I am 24 years old. When I saw the film, I related to it because I thought it accurately personified the college experience. One time when I was a freshman, after Facebook had been at the University of Mississippi for about nine months or so, I logged into my boyfriend’s account and changed all his “favorites” to things I thought were funny. He was so angry. He thought about breaking up with me. He changed his password. I was mad he changed his password. If his last name had been Zuckerberg I would have gotten dumped by a billionaire zygote. Also, in this scenario I’m the boy.
I felt bad for Zuckerberg. When his girlfriend says, “When you put something on the Internet it’s there forever,” now knowing that his girfriend was invented by Aaron Sorkin, I think it’s an expression of everyone else in the world outside Zuckerberg, or maybe just the “otherness” he perceives in everyone else. He doesn’t care about permanence because he already sees everything in black and white terms. People make a 1600 on the SATs, or they don’t. People like him, or they don’t. People invent Facebook, or they don’t. Everything is already permanent in his mind. There is no maybe. He probably has Asperger’s.

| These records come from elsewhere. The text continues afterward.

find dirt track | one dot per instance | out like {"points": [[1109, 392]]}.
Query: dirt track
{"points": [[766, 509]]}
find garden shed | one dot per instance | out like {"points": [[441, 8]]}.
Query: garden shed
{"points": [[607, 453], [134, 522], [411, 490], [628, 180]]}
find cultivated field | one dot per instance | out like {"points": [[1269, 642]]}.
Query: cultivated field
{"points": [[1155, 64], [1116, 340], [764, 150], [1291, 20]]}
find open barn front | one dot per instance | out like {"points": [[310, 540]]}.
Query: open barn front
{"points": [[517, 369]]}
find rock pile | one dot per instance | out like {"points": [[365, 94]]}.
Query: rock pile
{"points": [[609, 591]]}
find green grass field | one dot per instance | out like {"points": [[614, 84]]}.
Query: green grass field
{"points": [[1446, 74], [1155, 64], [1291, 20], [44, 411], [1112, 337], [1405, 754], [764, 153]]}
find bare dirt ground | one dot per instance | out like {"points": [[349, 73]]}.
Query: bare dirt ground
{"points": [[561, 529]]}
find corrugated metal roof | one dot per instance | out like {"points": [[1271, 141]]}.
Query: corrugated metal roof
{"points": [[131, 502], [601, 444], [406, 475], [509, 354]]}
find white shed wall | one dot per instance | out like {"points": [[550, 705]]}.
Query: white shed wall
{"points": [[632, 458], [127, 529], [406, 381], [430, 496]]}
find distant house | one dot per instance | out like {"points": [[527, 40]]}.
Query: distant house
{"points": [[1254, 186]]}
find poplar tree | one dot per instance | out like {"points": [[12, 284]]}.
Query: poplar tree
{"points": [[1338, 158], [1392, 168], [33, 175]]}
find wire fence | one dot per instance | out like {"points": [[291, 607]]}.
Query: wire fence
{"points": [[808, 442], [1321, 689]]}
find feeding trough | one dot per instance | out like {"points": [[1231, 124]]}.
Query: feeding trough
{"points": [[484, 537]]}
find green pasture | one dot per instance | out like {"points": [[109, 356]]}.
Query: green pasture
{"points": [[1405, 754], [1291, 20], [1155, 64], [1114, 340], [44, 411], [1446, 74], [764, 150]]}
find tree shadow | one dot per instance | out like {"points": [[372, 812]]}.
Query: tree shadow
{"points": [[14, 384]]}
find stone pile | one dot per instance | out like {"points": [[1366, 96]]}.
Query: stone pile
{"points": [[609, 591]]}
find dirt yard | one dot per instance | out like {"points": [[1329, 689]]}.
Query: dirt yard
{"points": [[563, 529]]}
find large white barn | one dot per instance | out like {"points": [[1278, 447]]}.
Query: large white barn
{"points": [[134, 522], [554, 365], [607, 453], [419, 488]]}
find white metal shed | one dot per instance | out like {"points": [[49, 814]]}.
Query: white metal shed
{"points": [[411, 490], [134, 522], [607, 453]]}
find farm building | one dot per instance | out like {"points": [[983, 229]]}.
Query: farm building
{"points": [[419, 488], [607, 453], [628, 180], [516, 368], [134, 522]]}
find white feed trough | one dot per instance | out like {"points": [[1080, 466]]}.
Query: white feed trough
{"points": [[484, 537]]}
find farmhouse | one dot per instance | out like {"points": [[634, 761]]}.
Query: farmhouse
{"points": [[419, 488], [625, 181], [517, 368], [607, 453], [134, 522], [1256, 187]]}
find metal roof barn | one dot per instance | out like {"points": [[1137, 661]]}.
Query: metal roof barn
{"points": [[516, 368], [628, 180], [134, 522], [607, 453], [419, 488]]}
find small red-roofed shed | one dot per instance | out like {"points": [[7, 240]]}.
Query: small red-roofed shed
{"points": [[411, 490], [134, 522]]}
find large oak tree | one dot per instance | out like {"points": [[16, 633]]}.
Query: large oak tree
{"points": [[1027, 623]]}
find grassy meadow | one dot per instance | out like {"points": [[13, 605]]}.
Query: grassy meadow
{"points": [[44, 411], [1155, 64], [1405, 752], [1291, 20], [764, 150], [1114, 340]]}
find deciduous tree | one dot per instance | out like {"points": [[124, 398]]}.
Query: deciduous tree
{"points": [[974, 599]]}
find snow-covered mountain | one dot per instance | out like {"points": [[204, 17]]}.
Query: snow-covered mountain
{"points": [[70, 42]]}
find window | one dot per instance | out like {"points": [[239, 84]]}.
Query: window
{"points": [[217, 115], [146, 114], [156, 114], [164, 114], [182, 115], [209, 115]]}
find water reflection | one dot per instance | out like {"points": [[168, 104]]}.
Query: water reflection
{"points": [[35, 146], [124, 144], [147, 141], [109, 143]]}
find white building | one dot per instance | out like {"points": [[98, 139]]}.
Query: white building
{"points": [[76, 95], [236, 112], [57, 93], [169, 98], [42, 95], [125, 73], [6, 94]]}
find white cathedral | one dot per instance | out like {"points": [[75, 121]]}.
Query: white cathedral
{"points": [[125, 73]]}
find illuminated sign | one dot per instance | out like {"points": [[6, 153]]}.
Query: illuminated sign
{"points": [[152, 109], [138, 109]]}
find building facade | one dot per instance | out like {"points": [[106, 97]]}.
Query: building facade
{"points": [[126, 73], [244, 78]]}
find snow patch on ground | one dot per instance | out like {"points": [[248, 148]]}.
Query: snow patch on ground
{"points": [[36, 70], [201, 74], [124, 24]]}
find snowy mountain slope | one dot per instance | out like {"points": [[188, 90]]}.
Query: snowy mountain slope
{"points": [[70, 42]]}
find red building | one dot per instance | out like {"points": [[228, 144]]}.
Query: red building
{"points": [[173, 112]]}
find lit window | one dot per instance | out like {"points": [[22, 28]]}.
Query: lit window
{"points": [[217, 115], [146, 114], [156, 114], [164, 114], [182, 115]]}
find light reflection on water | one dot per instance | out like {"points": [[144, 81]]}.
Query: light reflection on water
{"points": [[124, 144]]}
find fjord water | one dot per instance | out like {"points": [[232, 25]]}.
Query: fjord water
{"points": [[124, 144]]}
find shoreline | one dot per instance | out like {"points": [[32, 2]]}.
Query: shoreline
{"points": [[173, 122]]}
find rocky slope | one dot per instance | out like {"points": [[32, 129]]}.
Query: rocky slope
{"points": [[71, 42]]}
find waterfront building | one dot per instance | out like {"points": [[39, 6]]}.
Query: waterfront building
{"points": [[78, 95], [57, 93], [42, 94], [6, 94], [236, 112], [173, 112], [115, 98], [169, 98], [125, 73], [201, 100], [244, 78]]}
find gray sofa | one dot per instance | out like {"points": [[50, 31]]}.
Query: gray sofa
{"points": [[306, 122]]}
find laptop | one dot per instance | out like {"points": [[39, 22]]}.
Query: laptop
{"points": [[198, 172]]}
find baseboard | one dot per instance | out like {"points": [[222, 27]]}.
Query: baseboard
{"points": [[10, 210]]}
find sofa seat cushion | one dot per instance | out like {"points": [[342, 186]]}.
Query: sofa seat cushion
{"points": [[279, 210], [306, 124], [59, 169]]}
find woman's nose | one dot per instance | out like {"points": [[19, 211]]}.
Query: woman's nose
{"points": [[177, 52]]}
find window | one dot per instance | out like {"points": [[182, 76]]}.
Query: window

I thought about the server in California that contains at least half of my romantic decisions from the past four years. The arc of an entire relationship – undoubtedly the one most important in shaping my view of love – belongs to Google. gChat is the worst thing to ever happen to male/female relations. It takes away the chemicals. When you’re fighting with a screen it’s impossible to feel lust.
I don’t see Zuckerberg as the hero of my generation. A genius, yes. A person with a destiny, yes. He’s a kid who changed the world at 19 without knowing it. Carr says older people think he “gave up too much, not recognizing what has real value,” but how could they expect someone who’s 19 to know how much is “too much” to give up? Or even be aware that he was giving up anything at all? To him, he was just doing what any artist does – what he felt he had to do. Carr seems to expect a young person to think like an older person, while at the same time arguing that they cannot. When I was 19, I was posing on my bed in my campus apartment wearing legwarmers and short shorts and low-cut camisoles, and putting them on Facebook. I never even thought about where Facebook came from, and certainly never thought about where it was going. That’s the difference between me and Mark.
Producer Scott Rudin said, “Young people see him as completely enhanced, a rock star, who did what he needed to do to protect the thing that he had created.”
In that case, I am old. Zuckerberg is tragic. It is impossible to know what has real value at 19. Even for a genius.